Según datos de Linkedin, el 85% de los ascensos están relacionados con la red de contactos y la percepción que los demás tienen de ti, no solo con tu rendimiento técnico. También he notado que la adaptabilidad es clave: quienes aprenden rápido y se anticipan a cambios suelen ser promovidos antes.
Aquí te pongo una tabla con los factores que más influyen, basada en estudios de RRHH y mi propia observación:
| Factor | Peso aproximado | Explicación breve |
|---|---|---|
| Resultados medibles | 30% | Logros concretos que impactan en los objetivos del equipo. |
| Visibilidad y networking | 25% | Relaciones con colegas, jefes y otras áreas. |
| Habilidades de liderazgo | 20% | Capacidad de influir y guiar sin autoridad formal. |
| Formación continua | 15% | Cursos, certificaciones o nuevas competencias. |
| Actitud y proactividad | 10% | Iniciativa, resiliencia y mentalidad de mejora. |
En mi caso, la clave fue dejar de hacer solo mi trabajo y empezar a mostrar cómo mi trabajo ayudaba a otros. No basta con ser eficiente; hay que ser visible y estratégico.
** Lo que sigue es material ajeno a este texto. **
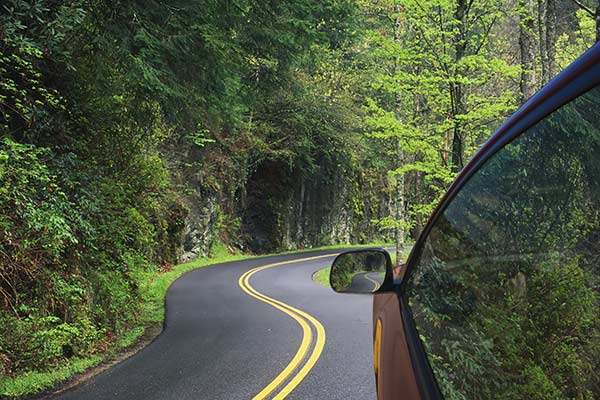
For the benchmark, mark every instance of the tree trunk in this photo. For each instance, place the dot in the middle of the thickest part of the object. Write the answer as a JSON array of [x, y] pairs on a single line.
[[542, 38], [527, 50], [597, 19], [551, 37], [456, 91], [399, 197]]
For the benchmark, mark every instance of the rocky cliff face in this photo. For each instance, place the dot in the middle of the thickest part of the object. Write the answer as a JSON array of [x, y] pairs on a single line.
[[274, 207]]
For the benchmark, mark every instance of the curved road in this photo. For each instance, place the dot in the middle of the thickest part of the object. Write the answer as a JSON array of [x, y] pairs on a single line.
[[219, 342], [365, 282]]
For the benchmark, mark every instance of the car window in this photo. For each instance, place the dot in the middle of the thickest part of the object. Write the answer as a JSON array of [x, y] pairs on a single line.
[[505, 295]]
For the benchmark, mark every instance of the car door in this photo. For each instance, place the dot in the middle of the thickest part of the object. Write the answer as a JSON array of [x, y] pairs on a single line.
[[501, 295]]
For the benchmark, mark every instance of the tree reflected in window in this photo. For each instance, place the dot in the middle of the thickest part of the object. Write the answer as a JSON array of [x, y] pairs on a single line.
[[506, 293]]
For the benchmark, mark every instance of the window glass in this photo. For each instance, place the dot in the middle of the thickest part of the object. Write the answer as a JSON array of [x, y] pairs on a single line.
[[506, 293]]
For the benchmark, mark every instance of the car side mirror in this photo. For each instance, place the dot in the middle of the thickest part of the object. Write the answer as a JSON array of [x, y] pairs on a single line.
[[361, 271]]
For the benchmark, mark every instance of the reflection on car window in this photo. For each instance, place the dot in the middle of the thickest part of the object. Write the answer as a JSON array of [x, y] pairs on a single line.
[[506, 293]]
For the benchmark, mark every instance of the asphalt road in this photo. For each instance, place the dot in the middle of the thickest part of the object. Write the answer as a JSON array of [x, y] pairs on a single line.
[[221, 343], [365, 282]]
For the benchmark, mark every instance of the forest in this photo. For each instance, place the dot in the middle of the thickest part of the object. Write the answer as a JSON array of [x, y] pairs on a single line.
[[137, 135]]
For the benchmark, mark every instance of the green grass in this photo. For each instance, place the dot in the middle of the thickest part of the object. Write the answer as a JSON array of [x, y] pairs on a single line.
[[36, 382], [154, 288]]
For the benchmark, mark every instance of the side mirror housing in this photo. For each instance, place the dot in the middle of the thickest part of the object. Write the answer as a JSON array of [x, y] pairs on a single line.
[[361, 271]]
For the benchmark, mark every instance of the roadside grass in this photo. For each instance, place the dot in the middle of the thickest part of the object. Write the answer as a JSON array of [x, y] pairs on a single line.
[[154, 288]]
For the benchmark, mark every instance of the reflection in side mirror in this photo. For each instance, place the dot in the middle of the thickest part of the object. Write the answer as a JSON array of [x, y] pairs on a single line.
[[361, 271]]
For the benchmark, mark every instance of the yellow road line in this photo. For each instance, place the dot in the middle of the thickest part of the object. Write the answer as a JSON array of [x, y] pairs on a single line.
[[372, 280], [300, 317]]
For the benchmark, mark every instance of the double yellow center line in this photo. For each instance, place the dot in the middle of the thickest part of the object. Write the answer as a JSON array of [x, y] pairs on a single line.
[[300, 364]]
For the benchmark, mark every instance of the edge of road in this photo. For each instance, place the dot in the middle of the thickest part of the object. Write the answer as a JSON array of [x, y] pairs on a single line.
[[154, 330]]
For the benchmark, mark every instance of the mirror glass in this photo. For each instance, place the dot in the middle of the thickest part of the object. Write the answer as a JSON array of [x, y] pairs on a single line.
[[358, 271]]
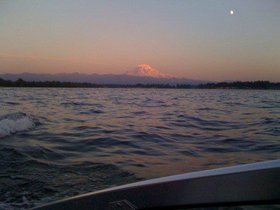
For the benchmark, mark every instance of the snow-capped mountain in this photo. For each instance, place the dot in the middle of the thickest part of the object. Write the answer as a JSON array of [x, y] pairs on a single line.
[[142, 74], [145, 70]]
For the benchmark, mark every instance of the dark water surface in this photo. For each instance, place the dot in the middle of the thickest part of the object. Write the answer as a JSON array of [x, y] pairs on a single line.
[[56, 143]]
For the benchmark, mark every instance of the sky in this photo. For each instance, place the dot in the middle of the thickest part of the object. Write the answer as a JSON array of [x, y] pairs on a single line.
[[197, 39]]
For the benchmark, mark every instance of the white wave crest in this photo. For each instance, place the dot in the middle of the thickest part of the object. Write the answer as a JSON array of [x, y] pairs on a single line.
[[15, 122]]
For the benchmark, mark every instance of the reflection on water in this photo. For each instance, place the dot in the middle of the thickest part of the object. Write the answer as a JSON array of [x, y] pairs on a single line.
[[87, 139]]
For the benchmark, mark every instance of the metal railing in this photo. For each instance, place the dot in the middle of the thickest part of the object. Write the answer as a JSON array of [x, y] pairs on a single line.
[[248, 184]]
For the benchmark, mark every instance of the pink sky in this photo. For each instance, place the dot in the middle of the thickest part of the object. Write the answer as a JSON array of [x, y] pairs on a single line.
[[197, 39]]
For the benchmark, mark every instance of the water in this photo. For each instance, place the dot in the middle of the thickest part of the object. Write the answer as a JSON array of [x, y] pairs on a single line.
[[56, 143]]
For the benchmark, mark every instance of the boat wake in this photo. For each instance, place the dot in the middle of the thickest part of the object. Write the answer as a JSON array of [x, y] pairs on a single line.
[[14, 123]]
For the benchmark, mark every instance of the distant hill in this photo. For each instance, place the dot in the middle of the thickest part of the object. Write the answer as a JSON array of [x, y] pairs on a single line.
[[142, 74], [120, 79]]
Para mí, lo que me elevó fue atreverme a pedir más responsabilidades sin esperar a que me las dieran. En mi anterior empresa, empecé a liderar pequeños proyectos voluntarios, y eso llamó la atención de mi jefe. No es cuestión de suerte, sino de mostrar iniciativa y resolver problemas que nadie más quiere tocar. También noté que quienes hablan bien de su trabajo en reuniones y comparten sus logros con el equipo suelen ser recordados cuando hay una promoción.
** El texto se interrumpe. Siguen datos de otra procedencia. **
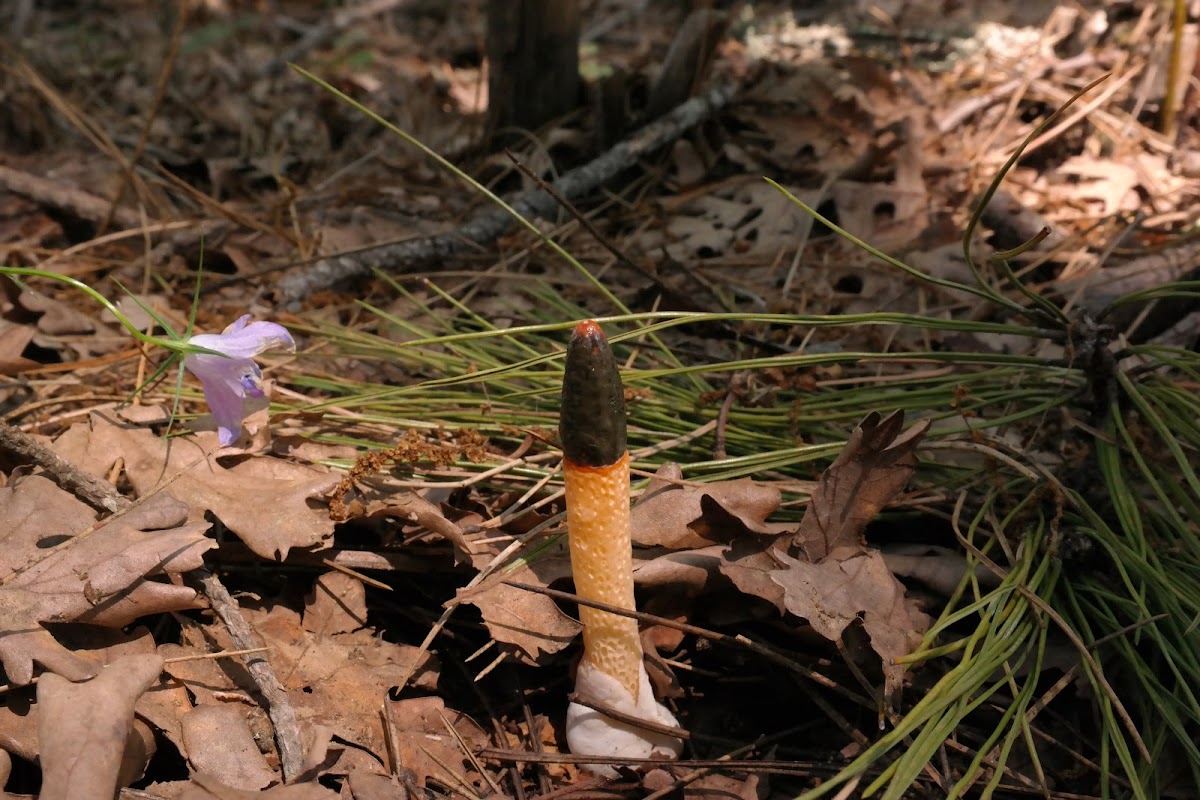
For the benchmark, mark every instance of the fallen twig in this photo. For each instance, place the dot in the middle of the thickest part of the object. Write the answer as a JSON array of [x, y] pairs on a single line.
[[279, 707], [491, 223]]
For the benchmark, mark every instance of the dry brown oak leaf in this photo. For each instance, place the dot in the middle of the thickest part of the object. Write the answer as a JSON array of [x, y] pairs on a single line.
[[102, 573], [339, 680], [531, 624], [219, 741], [841, 581], [271, 504], [867, 475], [87, 729]]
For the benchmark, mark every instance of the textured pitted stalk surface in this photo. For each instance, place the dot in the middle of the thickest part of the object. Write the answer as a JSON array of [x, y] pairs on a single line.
[[595, 470], [601, 561]]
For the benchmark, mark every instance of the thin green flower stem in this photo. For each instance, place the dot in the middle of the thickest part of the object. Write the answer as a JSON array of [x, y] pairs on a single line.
[[103, 301], [669, 319]]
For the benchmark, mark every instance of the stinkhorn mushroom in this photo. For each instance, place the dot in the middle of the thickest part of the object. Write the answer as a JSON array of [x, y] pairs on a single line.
[[595, 470]]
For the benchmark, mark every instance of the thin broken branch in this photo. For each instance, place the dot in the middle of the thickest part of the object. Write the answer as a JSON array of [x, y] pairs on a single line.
[[491, 223]]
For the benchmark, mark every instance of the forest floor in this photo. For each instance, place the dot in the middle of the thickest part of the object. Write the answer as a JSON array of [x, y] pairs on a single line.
[[359, 531]]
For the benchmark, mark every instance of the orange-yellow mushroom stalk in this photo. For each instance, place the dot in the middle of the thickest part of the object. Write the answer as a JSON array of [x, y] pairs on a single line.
[[595, 470], [601, 561]]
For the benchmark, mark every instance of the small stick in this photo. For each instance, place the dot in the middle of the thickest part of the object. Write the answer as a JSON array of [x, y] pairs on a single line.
[[97, 493], [279, 707]]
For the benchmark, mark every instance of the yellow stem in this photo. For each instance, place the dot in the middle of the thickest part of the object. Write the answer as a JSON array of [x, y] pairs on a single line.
[[603, 564]]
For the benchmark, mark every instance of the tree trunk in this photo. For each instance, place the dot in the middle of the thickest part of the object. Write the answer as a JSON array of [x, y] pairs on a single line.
[[533, 61]]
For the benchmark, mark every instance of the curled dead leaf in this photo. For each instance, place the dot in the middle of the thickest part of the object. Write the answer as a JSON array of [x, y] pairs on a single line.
[[875, 464], [84, 728], [679, 516], [103, 576]]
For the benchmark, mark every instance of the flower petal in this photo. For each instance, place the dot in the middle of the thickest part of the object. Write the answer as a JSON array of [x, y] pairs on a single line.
[[231, 378], [247, 341]]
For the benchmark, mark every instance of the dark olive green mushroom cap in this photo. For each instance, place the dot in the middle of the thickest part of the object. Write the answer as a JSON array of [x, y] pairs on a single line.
[[592, 420]]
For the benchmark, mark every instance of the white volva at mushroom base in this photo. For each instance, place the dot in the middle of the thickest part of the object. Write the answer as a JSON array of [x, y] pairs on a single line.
[[591, 733]]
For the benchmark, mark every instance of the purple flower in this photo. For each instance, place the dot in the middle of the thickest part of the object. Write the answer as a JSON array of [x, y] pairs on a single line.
[[233, 378]]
Desde mi punto de vista, la clave está en construir relaciones de confianza. No importa lo bueno que seas si nadie confía en ti para tareas importantes. He visto a compañeros menos pero más fiables ascender antes. Además, escuchar activamente y entender las prioridades de tu jefe te permite alinear tu trabajo con lo que realmente importa. La humildad para aprender de los errores también suma mucho.

Creo que la especialización es un camino que muchos olvidan. En mi sector, los que dominan un área concreta (como análisis de datos o negociación) se vuelven imprescindibles. Cuando te conviertes en la persona de referencia para un tema crítico, tu valor sube automáticamente. También ayuda documentar tus procesos para que otros aprendan de ti; eso te posiciona como un líder natural.

Lo que más me ha funcionado es pedir feedback constante y aplicarlo. Al principio me daba miedo, pero preguntar “¿qué puedo hacer mejor?” me ayudó a corregir errores rápido y a demostrar que quiero crecer. Además, buscar mentores dentro de la empresa, aunque no sean tu jefe directo, te da perspectivas que no encuentras en los manuales. Y no olvides celebrar los logros de los demás: cuando ayudas a otros a brillar, ellos te devuelven el favor.